The punishing trek along the Camino seemed to do the trick. Lewis-Kraus’ self-exile into no man’s land led him to a communion with nature and other pilgrims (predominantly secular ones), as well as to new insights into his own life, often brought on by the plodding monotony of his journey, which he faithfully records. It also gave him the idea to write a book, where he would go on still more pilgrimages and compare and contrast his postmodern experiences with those of the religious pilgrims of yore. “Sense of Direction” takes Lewis-Kraus from his Spanish hike, to a couch-surfing stint in Shanghai, to a far more grueling 1,200 kms expedition through the 88 temples of Shikoku in Japan, which only one percent of all Shikoku pilgrims dare to make on foot. From there, he goes to Uman, Israel for Rosh Hashanah with his brother Micah and his father, a rabbi with whom he hopes to mend fences.
If you’re trapped in a cubicle, dreaming of freedom, Lewis-Kraus’ tell-all will prove vital in helping you weigh the pros and cons of setting out on foot to find your purpose.
No one can accuse Lewis-Kraus of being a minimalist. Given the amount of detail he goes into, it’s a wonder he was even able to lift his backpack, what with the stacks of notebooks he must have filled up on each successive pilgrimage. He is a gifted documentarian with an anthropologist’s eye for all the cultures, landscapes and monuments through which he travels–although he is guilty of carpet-bombing his text with five-dollar, words-you-should-know (e.g., “aelatory,” “oleaginous,” and, to his friend, the tin-eared “your vituperative anti-religiosity is just as simplified and hackneyed as those Richard Dawkins tirades”–awww, snap!) that come off as more show-offy than clever.
Yet, while Lewis-Kraus makes it clear that he doesn’t want to write your average travelogue, it’s as a memoirist that he falters. From the first chapters, he kvetches endlessly about his father. Now, in Lewis-Kraus’ defense, his father did cat around on his mother for the better part of two decades before finally coming out of the closet; then, instead of making amends to the family for having lived a lie, his father repeatedly pats himself on the back for finally being true to himself. Yet this becomes a monomania for Lewis-Kraus, which readers of “Sense of Direction” must slog through, even though those of us who are LGBT renegades from Limbaugh-loving, religious-right households would swap pasts in a New York minute with a straight kid from a liberal, Jewish intellectual family with a gay dad at the head of the table.

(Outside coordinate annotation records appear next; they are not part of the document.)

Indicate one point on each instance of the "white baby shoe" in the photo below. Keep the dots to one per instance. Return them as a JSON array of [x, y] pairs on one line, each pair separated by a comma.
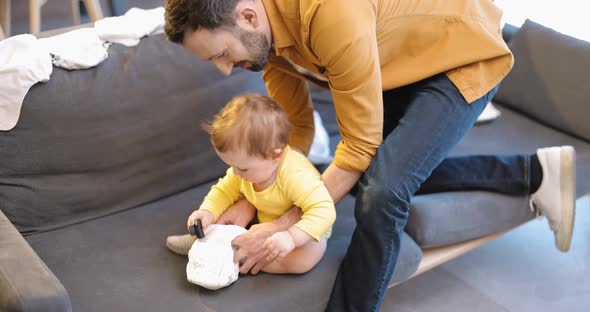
[[211, 259]]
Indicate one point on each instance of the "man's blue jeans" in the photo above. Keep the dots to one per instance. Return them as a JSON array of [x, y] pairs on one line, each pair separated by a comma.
[[422, 123]]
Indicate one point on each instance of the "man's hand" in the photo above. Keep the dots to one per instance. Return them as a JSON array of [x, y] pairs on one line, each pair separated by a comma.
[[249, 251], [278, 245]]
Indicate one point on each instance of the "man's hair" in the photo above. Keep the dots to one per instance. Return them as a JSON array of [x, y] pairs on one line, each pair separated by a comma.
[[182, 15], [252, 123]]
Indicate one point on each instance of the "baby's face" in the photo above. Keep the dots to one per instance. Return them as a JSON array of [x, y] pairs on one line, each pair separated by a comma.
[[255, 169]]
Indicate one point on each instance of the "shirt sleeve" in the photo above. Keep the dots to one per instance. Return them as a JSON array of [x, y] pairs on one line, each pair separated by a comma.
[[343, 37], [291, 92], [307, 191], [223, 194]]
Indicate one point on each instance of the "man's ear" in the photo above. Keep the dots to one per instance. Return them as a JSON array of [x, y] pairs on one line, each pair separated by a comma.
[[278, 153], [246, 15]]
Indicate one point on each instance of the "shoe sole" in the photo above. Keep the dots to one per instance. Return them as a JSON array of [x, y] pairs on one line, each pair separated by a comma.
[[568, 197], [175, 249]]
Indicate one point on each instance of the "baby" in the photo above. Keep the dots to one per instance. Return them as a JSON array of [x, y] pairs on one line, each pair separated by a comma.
[[250, 135]]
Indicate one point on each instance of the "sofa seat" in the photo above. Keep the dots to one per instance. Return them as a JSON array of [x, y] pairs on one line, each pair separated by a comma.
[[429, 224], [117, 262]]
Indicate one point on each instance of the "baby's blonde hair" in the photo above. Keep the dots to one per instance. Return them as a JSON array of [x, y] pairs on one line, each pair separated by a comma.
[[252, 123]]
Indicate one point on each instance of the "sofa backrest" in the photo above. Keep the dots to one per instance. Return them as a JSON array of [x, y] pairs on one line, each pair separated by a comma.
[[98, 141], [549, 81]]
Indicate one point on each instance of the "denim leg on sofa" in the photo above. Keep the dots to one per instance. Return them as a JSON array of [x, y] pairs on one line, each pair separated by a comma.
[[435, 118]]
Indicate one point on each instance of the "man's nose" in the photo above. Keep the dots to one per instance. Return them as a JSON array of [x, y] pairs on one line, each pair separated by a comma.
[[224, 68]]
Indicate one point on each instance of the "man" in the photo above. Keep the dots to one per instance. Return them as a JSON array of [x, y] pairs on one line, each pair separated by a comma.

But Lewis-Kraus is a smart and dedicated writer, unflinching, especially in his accounts of the gruesome conditions of his and his friends’ wayfaring feet: “no fewer than eight blisters per foot, springlike in their suppurating blooms.” If you’re trapped in a cubicle, dreaming of freedom, Lewis-Kraus’ tell-all will prove vital in helping you weigh the pros and cons of setting out on foot to find your purpose.